From the October 3 Miami Herald editorial:
Congressional leaders shouldn't wait for the outcome of the criminal probe to find out exactly what went on here. Because of Mr. Foley's apparent proclivity for making advances to pages, the teenage staffers were warned about steering clear of the congressman. But Rep. Dennis Hastert, R-Ill., the speaker of the House, has acknowledged only that his staff had been made aware of concerns about what they termed ''over-friendly'' e-mails that Mr. Foley had sent to a 16-year-old page -- including one requesting a photo -- in the fall of 2005, and that his staff referred the matter to the House clerk.
Who knew what, when
Some newspapers -- including this one -- knew of this message as well and did not find it worthy of a news story because it seemed innocuous. Thus, Democratic charges of a ''cover up'' of Mr. Foley's activities by the Republican House leadership seem not only premature but crassly political.

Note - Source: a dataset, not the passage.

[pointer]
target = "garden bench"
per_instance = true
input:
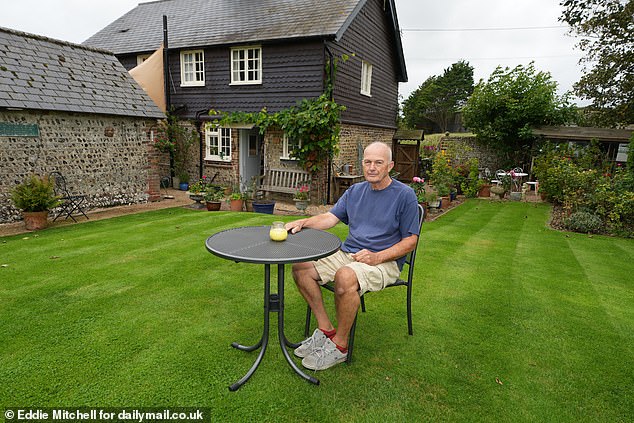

But the discovery of other, more explicit, messages and confusion over who knew what and when raise questions that require answers -- preferably, under oath and soon.
From the October 2 St. Petersburg Times article:
To bolster his argument, Hastert refers to an editor's note published on the St. Petersburg Times Web site Saturday that explains that the newspaper received copies of some of the e-mails to the Louisiana page in November 2005, but characterized them as "friendly chit-chat" and chose not to print a story about them after speaking to Foley.
But on Sunday night, St. Petersburg Times editors rebutted his statements.
"The speaker is inaccurate. Our decision not to publish last fall was not based on an explanation from Rep. Foley," managing editor Stephen Buckley said.
"We didn't publish because the Louisiana teenager's parents did not want to pursue the issue, and because, despite our best efforts, we weren't able to track down any pages who had received inappropriate e-mails from the congressman. We didn't know about any sexually explicit exchanges between Rep. Foley and any former pages until the instant messages became public on Friday."
From the October 2 AP article:
Meanwhile, Florida newspapers who were leaked copies of the e-mail with the Louisiana boy last year defended their decision not to run stories. Both The St. Petersburg Times and The Miami Herald were given copies of the e-mail, as were other news organizations, including Fox News.
"Our decision at the time was ... that because the language was not sexually explicit and was subject to interpretation, from innocuous to 'sick,' as the page characterized it, to be cautious," said Tom Fiedler, executive editor of the Herald. "Given the potentially devastating impact that a false suggestion of pedophilia could have on anyone, not to mention a congressman known to be gay, and lacking any corroborating information, we chose not to do a story."